Contraindications to Lisdexamfetamine (Vyvanse):

  • sensitivity to any ingredient in the formulation or to amphetamines
  • within 14 days of the last MAO inhibition dose or during combination therapy.

Canadian labeling: Additional contraindications not in US labeling

  • Hypersensitivity to sympathomimetic drugs or known hypersensitivity
  • Moderate to severe hypertension
  • Hyperthyroidism
  • Advanced arteriosclerosis
  • Cardiovascular disease symptoms
  • States in agitation
  • Glaucoma
  • Histories of drug abuse

Warnings and precautions

  • Cardiovascular events

    • Amphetamine abuse has led to fatal cardiovascular events, including sudden death in patients suffering from preexisting structural heart abnormalities or other serious problems.
    • One large retrospective cohort study that included 1,200,438 children and adolescents (aged 2-24 years) who were prescribed methylphenidate or dexmethylphenidate, amphetamine salts or atomoxetine, found no evidence of increased stroke, sudden cardiac death, acute MI or stroke risk from current ADHD medication use.
    • Patients with known structural heart abnormalities, cardiomyopathy or serious heart rhythm abnormalities, such as Marfan syndrome, coronary artery disease, Marfan Syndrome, and other conditions, should not be prescribed amphetamines.
    • Patients with severe hypertension or moderate hypertension may find some products contraindicated.
    • Before starting treatment, it is important to have a complete medical history as well as a family history of sudden death and/or ventricular arrhythmia.
    • ECG and echocardiogram are recommended for any signs of heart disease.
    • Complete cardiac evaluation is required for patients who complain of exertional chest pain, unexplained syncope or other symptoms related to cardiac disease.

  • CNS effects

    • Activities that call for mental attentiveness can be more difficult to do when using amphetamines.
    • It is important to warn patients about driving or operating machinery.

  • Hypersensitivity

    • Anaphylaxis, Stevens Johnson syndrome, angioedema and urticaria are all known hypersensitivity reactions to stimulant drugs.

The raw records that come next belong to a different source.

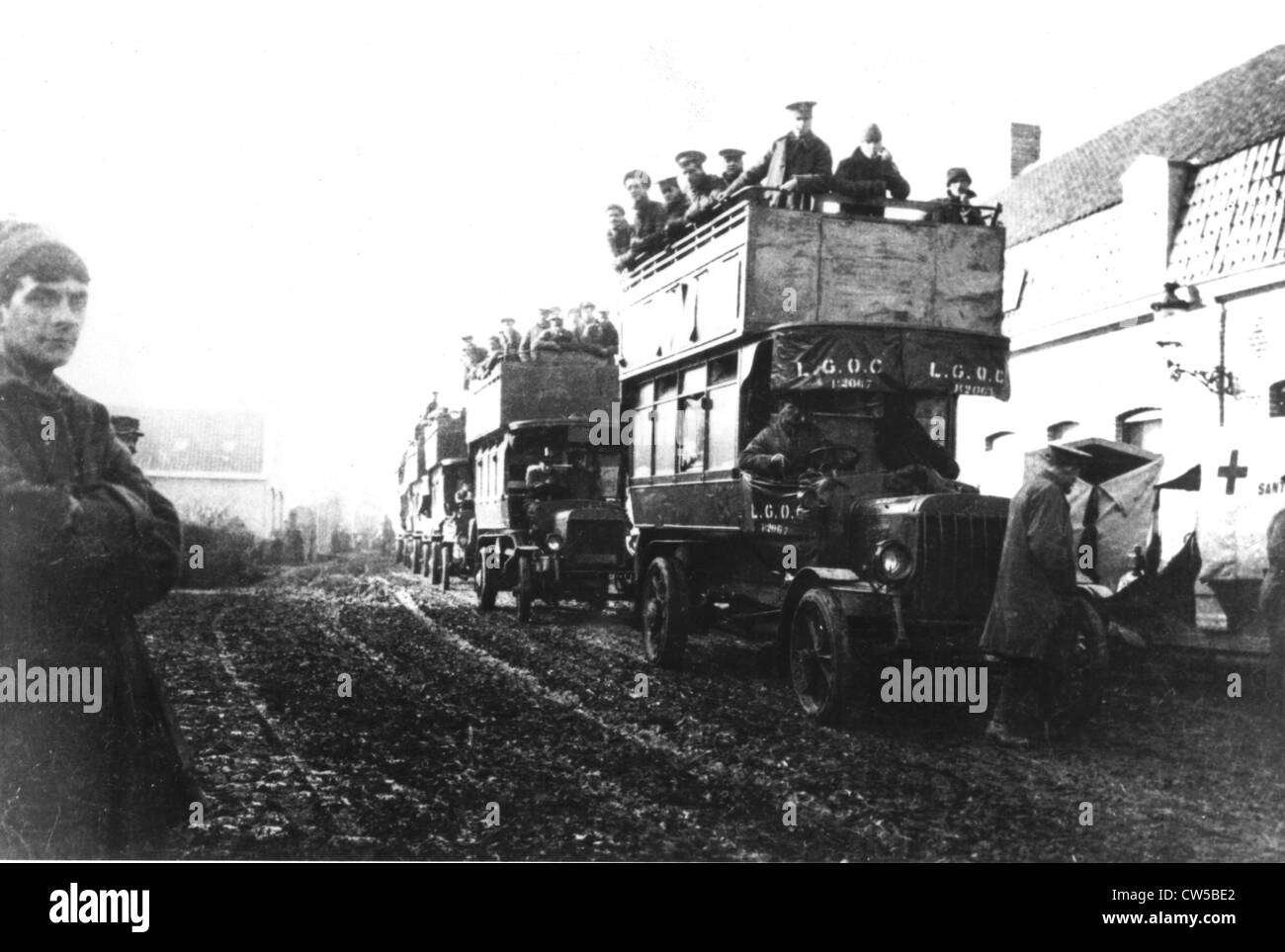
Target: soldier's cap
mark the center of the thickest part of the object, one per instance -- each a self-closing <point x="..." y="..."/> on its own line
<point x="24" y="243"/>
<point x="960" y="175"/>
<point x="127" y="425"/>
<point x="1067" y="455"/>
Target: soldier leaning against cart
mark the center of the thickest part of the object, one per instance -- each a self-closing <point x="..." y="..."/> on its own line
<point x="85" y="543"/>
<point x="1029" y="625"/>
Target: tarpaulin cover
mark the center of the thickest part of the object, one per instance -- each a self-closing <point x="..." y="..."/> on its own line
<point x="891" y="360"/>
<point x="1112" y="506"/>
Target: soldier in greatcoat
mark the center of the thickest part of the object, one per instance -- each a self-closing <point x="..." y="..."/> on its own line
<point x="798" y="163"/>
<point x="1032" y="612"/>
<point x="733" y="163"/>
<point x="869" y="172"/>
<point x="647" y="223"/>
<point x="780" y="450"/>
<point x="85" y="543"/>
<point x="618" y="235"/>
<point x="701" y="188"/>
<point x="510" y="338"/>
<point x="600" y="335"/>
<point x="528" y="342"/>
<point x="675" y="207"/>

  • Peripheral vasculopathy

    • Amphetamine therapy can treat peripheral vasculopathy.
    • Peripheral Vasculopathy can happen at any age, in any dose and at any time.
    • You can treat the condition by adjusting the dose or stopping therapy.
    • Digital ulceration and/or soft tissue destruction can be rare side effects of stimulants.
    • Monitoring for digital changes during therapy is necessary. Further evaluation (eg, in rheumatology), may also be required.

  • Visual disturbance

    • Anmphetamine therapy can blur your vision and make it difficult to adjust.

  • Cardiovascular diseases

    • The use of stimulants can raise blood pressure and pulse rate.
    • The heart rate grew by 3 to 6 beats per minute, and blood pressure rose by 2 to 4 millimeters Hg.
    • Amphetamines should not be taken by patients suffering from hypertension, heart disease, heart failure, recent MI, or other cardiovascular conditions.
    • Patients with hypertension, moderate to severe hypertension, or hyperthyroidism should not use certain products.

  • Psychiatric disorders

    • Patients with bipolar disorder or psychosis should exercise caution (may cause mixed/manic episodes).
    • Psychotic patients may experience an exacerbation in their symptoms of thought disorder and behavior.
    • Children and adolescents can develop new-onset psychosis, or mania from taking amphetamine drugs.
    • Screening for bipolar disorder and risk factors to developing mania in patients before treatment is required.
    • Therapy should be stopped if you experience delusional thinking, hallucinations or mania.
    • Stimulant therapy can help with aggression and hostility (causal relationships not established).
    • Therefore, it is important to monitor for the development or worsening these behaviors.

  • Seizure disorder

    • Limited information is available on stimulant use in seizure disorder.
    • Patients with ADHD have a higher risk of seizure activity than the general population.
    • However, a retrospective analysis using data from drug claims showed that patients who used stimulant medication had a lower risk.
    • If seizures are reported by some manufacturers, therapy should be stopped.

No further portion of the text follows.